将太のように常時全身黒スーツでもなければ、春燕のように自分の踝まである背丈違いの上着を着ているわけでもない。

自分の格好は普通なはずなのだが。

女の前で立ち止まると、女の目が動揺で揺らいだ。


「えっと…?」


首を傾げる女に、名刺を差し出す。

すぐに女の表情が今までの驚きとは違う、驚きの表情になった。

万人男受けのいい女なんだろうな、と別のことを考えていると、女は「あの、私っ…」と自己紹介だが何だかをしようとし始めた。

しかし、ここでされても困るし、興味もない。

とりあえず、自分達の依頼人だということが分かっただけでも自分は偉い。

女の言葉を無視して、入り口へ向かう。

入り口の硝子扉を開けたところで、振り返る。

女が困ったように辺りを見回しているため、シオンはまるで動物を呼ぶかのように、片手をひらひらと上下させ、女を呼んだ。


*


湿度が高い階段を上り、事務所の扉の取っ手をひねる。

しかし、開かない。

だが、鍵が掛かっていないのは分かる。

時刻は正午は過ぎ、事務所に住んでいる春燕は起きているはずなのだから。


「…Han!!」


というわけで、蹴った。

すんなりと、開いた。

扉はぎいぎいと古めかしい音を立てるが、使用不可能にはなっていない様子だった。


「シオン、挨拶」


扉の先。

春燕が片腕を振り、挨拶をするのに、シオンは軽く手を上げて応え、中に入る。

女も扉をしきりに気にしながらも続いて中に入った。

その様子を見て、春燕が首を傾げる。

大きく丸い目が更に丸くなっているのが可笑しくで、思わずシオンは口角を上げた。


「シオン、女?将太、女、趣向、変更?依頼人?」


春燕の口からでる上げられる可能性に、シオンは三つ目だ、という意味で指を三本立てた。

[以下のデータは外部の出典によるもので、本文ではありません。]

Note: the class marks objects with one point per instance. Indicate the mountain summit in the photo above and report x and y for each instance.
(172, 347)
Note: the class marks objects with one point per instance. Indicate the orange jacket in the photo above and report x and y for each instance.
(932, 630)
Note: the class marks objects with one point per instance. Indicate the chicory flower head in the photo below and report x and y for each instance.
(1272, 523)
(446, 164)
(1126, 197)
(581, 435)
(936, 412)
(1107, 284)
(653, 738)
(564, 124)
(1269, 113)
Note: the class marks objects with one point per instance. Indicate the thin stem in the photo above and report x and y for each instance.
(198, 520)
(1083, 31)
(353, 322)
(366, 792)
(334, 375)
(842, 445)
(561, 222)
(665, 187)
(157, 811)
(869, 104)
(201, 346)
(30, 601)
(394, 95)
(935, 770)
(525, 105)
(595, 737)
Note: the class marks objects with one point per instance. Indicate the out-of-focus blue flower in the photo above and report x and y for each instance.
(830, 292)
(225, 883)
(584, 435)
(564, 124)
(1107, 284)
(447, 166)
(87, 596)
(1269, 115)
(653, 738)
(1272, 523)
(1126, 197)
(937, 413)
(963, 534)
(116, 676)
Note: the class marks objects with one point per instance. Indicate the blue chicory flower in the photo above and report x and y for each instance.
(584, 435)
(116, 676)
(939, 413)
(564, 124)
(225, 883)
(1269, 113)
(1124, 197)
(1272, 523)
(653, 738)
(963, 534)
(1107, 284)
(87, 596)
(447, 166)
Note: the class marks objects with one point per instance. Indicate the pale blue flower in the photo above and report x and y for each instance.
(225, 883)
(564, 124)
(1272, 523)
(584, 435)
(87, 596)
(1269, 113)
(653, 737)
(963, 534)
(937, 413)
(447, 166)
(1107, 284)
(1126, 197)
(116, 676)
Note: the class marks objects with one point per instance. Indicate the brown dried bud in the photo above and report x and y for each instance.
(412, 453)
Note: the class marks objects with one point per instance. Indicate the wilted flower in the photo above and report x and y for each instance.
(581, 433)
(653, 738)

春燕も納得したらしく、うんうんと頷くと、「将太、数分、経過、再社」と肝心な交渉人がいない旨を言う。

将太がいないとなると困る。

シオンも春燕も実行部隊なのだから。

どうしようかと頬掻いて、怪訝そうな顔をしている女を見ていると、革靴の足音。

そして、


「こらあ!春燕!!いくら扉が開きにくいからって体当たりして開けるの止めろって言ってんだ…ろ…って…シオン、女連れ込むなよ」


勘違いに勘違いが重なっている発言をしながら将太が帰ってきた。

とりあえず、将太の発言内容否定のために、首を横に振っておく。


「将太、女、依頼人」

春燕がその横からさらに勘違いを訂正する。

次の瞬間、将太の顔が一気に明るくなるのが見えた。